Run Development Environment with Docker

  1. Build the image

    docker build -t cloud-stove .
  2. Start the container

    docker run -p 3000:3000 cloud-stove
  3. Login with an interactive shell

    docker run --rm -it cloud-stove /bin/bash

Making Changes

  • Fork the project

  • Pick a story from the backlog in the List of issues and assign it to yourself.

  • Create a topic branch for your changes.

    git checkout -b <feature/my-awesome-feature>

    Namespaces: feature/*, fix/*, hotfix/*, support/*

  • Make your change.

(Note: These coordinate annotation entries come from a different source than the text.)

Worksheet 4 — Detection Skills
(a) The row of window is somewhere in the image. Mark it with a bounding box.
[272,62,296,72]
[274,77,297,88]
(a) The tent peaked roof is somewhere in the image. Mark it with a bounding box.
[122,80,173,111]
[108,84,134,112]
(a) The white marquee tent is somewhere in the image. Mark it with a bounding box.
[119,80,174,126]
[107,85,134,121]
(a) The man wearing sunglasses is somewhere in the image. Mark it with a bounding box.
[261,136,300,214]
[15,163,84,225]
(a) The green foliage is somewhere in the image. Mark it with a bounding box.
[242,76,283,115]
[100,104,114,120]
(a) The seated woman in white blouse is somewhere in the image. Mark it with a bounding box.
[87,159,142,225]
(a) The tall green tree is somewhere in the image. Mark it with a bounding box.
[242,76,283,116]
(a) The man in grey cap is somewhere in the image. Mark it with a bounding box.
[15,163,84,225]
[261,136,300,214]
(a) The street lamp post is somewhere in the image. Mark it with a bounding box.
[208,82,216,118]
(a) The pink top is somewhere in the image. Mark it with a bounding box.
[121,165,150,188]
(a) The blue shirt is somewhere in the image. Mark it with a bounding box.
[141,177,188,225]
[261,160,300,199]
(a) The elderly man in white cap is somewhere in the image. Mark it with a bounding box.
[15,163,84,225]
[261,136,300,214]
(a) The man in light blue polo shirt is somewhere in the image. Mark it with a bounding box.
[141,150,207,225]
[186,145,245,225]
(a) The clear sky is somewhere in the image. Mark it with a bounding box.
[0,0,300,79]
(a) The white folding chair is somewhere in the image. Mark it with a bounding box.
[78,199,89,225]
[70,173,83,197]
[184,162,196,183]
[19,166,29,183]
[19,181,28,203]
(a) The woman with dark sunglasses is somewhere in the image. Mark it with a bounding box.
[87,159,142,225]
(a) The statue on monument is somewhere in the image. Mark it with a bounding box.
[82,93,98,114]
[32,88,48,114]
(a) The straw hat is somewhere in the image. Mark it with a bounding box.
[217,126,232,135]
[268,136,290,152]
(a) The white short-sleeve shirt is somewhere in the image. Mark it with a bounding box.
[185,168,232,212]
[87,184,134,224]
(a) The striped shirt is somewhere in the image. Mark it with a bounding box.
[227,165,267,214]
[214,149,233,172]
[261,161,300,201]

Add tests for your change. Make the tests pass:

    bundle exec rake test
    • If tests fail with sh: minizinc: command not found make sure that your or-tools MiniZinc installation is in your PATH. If your PATH is set correctly and you still get the error, make sure that spring starts with the correct PATH:

      bin/spring stop
      PATH=vendor/minizinc/bin/:$PATH bundle exec rake test
      

      This should set the correct environment for the newly started spring process.

    • If tests fail with Cannot access include directory .../share/minizinc/or-tools/, make sure that the first MiniZinc binary in the PATH points to the or-tools distribution and not to any other MiniZinc implementation.

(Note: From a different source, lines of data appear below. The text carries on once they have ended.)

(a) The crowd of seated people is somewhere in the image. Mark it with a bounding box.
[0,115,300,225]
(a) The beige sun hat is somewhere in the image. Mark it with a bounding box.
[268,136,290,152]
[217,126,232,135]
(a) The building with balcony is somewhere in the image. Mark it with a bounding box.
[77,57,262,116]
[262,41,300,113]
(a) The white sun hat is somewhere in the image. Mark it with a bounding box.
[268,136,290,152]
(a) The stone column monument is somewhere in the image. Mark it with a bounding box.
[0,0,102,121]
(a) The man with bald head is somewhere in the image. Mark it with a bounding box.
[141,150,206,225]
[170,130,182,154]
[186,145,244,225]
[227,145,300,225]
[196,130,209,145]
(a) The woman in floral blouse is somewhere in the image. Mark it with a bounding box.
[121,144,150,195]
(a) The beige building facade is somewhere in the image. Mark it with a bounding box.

    • The wiki has further troubleshooting tips.

  • Make sure that your code always has good test coverage.

  • Push your topic branch and submit a pull request. To keep our project history clean, always rebase your changes onto master.

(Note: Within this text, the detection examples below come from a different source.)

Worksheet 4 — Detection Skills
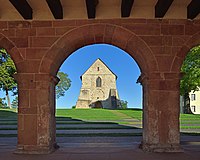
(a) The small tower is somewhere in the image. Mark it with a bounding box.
[76,59,121,109]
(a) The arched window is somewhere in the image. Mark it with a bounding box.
[96,77,101,87]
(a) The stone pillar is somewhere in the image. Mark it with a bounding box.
[15,74,58,154]
[140,73,182,152]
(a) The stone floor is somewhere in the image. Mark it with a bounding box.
[0,136,200,160]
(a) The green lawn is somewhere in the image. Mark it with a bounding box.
[0,109,200,126]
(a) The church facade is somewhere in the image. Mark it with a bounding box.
[76,59,121,109]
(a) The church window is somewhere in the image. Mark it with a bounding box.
[96,77,101,87]
[191,94,196,101]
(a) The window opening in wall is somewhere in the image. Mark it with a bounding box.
[191,94,196,101]
[96,77,101,87]
[191,106,196,112]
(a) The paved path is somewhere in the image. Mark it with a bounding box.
[0,136,200,160]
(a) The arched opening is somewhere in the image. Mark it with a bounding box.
[96,77,101,87]
[0,47,18,149]
[180,44,200,149]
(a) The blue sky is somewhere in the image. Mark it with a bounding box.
[56,44,142,108]
[0,44,142,108]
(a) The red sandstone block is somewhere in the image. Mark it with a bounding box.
[23,115,38,145]
[39,58,53,73]
[172,46,182,55]
[26,48,47,60]
[10,38,28,48]
[18,89,30,108]
[53,20,76,27]
[76,19,98,26]
[36,81,50,90]
[176,46,190,59]
[169,19,193,25]
[104,25,116,43]
[17,113,24,131]
[146,19,169,25]
[112,27,132,49]
[171,57,183,72]
[173,36,190,46]
[0,37,14,52]
[16,28,36,38]
[156,56,174,72]
[18,105,37,115]
[37,28,55,37]
[30,37,59,47]
[151,46,173,55]
[148,79,180,90]
[185,24,200,35]
[31,21,52,27]
[94,24,105,43]
[140,36,163,46]
[119,18,147,25]
[56,27,75,35]
[161,25,185,35]
[35,74,51,82]
[29,89,39,108]
[8,47,24,64]
[0,28,16,37]
[0,21,8,29]
[8,21,31,28]
[162,36,172,46]
[17,60,40,73]
[124,24,160,35]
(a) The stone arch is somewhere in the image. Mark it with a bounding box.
[96,77,102,87]
[171,32,200,73]
[0,33,24,72]
[39,24,158,76]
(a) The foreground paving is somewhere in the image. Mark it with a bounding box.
[0,136,200,160]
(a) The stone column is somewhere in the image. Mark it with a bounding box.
[15,74,58,154]
[140,73,182,152]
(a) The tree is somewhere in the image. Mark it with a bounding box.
[12,96,18,108]
[56,72,71,99]
[0,48,17,108]
[180,45,200,113]
[120,100,128,109]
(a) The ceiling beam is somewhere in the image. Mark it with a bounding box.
[187,0,200,19]
[121,0,134,17]
[85,0,99,19]
[46,0,63,19]
[155,0,174,18]
[9,0,33,19]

You should also periodically push your topic branches during development. That way, there will always be a reasonably current backup of your work in the upstream repository, and the whole team can get a feel on what others are working on.

Gemfile on Windows

Heroku ignores Gemfiles that are created on Windows. This might lead to unpredictable build failures. So far, we only committed Gemfile.lock changes on non-Windows machines. Refer to Heroku Dev Center for other options how to mitigate this problem.

Tips and Tricks

  • Continuous test execution and live reload:

    bundle exec guard
    • Automatically runs affected tests on file edit. Type all to manually run all tests.
    • Automatically reloads a page on asset modification via the following browser plugin: http://livereload.com/extensions/
  • Lint factories

    rake factory_girl:lint
  • Test Wercker CI build locally

    wercker build
    • Requires wercker CLI: http://wercker.com/cli/
    • Use --attach-on-error to debug failing builds
    • Use --docker-local to use locally cached containers

Writing Tests

Authentication

  • Controller tests using ActionController::TestCase automatically create the @user and set the authentication headers for each request
  • Integration tests can use the sign_in(user) helper method

Controller Tests

  • Access response as parsed JSON (e.g., json_response['num_simultaneous_users'])

    json_response
    

Integration Tests

  • Login a certain user:

    sign_in(user)
    
  • Save a snapshot of the page during an integration test:

    show_page
    

    This will even sideload assets if a Rails server is running.